Five years later, we can say that without any question, Ben was the right man for the moment. He has led the NAACP’s return to the cutting edge role it used to occupy and brought its moral and political force to the critical issues of the day. Consider his legacy:
- For the first time, the NAACP officially embraced the rights of gays and lesbians in the form of support for marriage equality
- The Association is now squarely on the side of comprehensive immigration reform, and Ben has frequently and prominently spoken out in favor of inclusion of all immigrants
- Maryland’s repeal of the death penalty last year was due, in no small part, to the advocacy of the NAACP and Ben’s visible leadership
- Breaking out of past isolation from potential allies, the NAACP now routinely partners with environmental, LGBT, and Latino and Asian American organizations
- At a time when a Black President of the United States has often been politically constrained from speaking out about racial issues, the NAACP and Ben have spoken truth to power about racism, poverty, prison conditions, and unemployment across the country
Equally important to social change – and too often overlooked by social change activists – is the importance of an organization’s internal operations, revenues and financial stability. It is here that Ben’s impact has been most profound:
- Annual revenue has increased from $25.6 million in 2008 to $46 million last year
- The email list has grown from 174,000 names to 1.3 million
- The NAACP’s voter registration and mobilization operation (ably led by stellar organizer Marvin Randolph, one of Ben’s best hires) registered 374,553 people in 2008, with 100,000 of those new registrations coming in Florida. Obama won re-election in Florida by 74,309 votes
It’s amusing that people have cognitive dissonance about Ben’s departure from the NAACP at a time when things are going so well. The notion of “going out on top” is apparently a foreign concept to many of us, but the time is right for Ben to make this move.

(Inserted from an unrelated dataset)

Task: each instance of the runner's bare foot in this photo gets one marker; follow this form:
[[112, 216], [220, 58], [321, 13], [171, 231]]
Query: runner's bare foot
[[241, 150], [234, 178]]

First of all, the brother needs a break. He typically spends 145 days on the road, and he does in fact have two young children and an extraordinary wife who too rarely sees her husband.
Beyond the need for personal rejuvenation, it is once again time to try to read the revolutionary clocks. We have completed one journey by electing and re-electing the first Black President. The truth of the matter is that the end of the Obama era is on the horizon, and we all have to think about what this new moment demands. It is not 100% clear what the answer to that question will be, but the conversation has begun, and Ben will soon have time to fully throw himself into that reflection and planning.
One next step Ben has signaled is the need to build an electoral political and financial force that can harness the power of the emerging new multi-racial majority in America. We’ve begun that conversation and are kicking around some exciting ideas that should be ready to roll in early 2014.
America turned a corner in 2008, and as we look to the challenges of the next decade, we are fortunate to be able to benefit from a revitalized NAACP and to partner with the man who helped make the most of the moment that was. And now, on to what is and will be.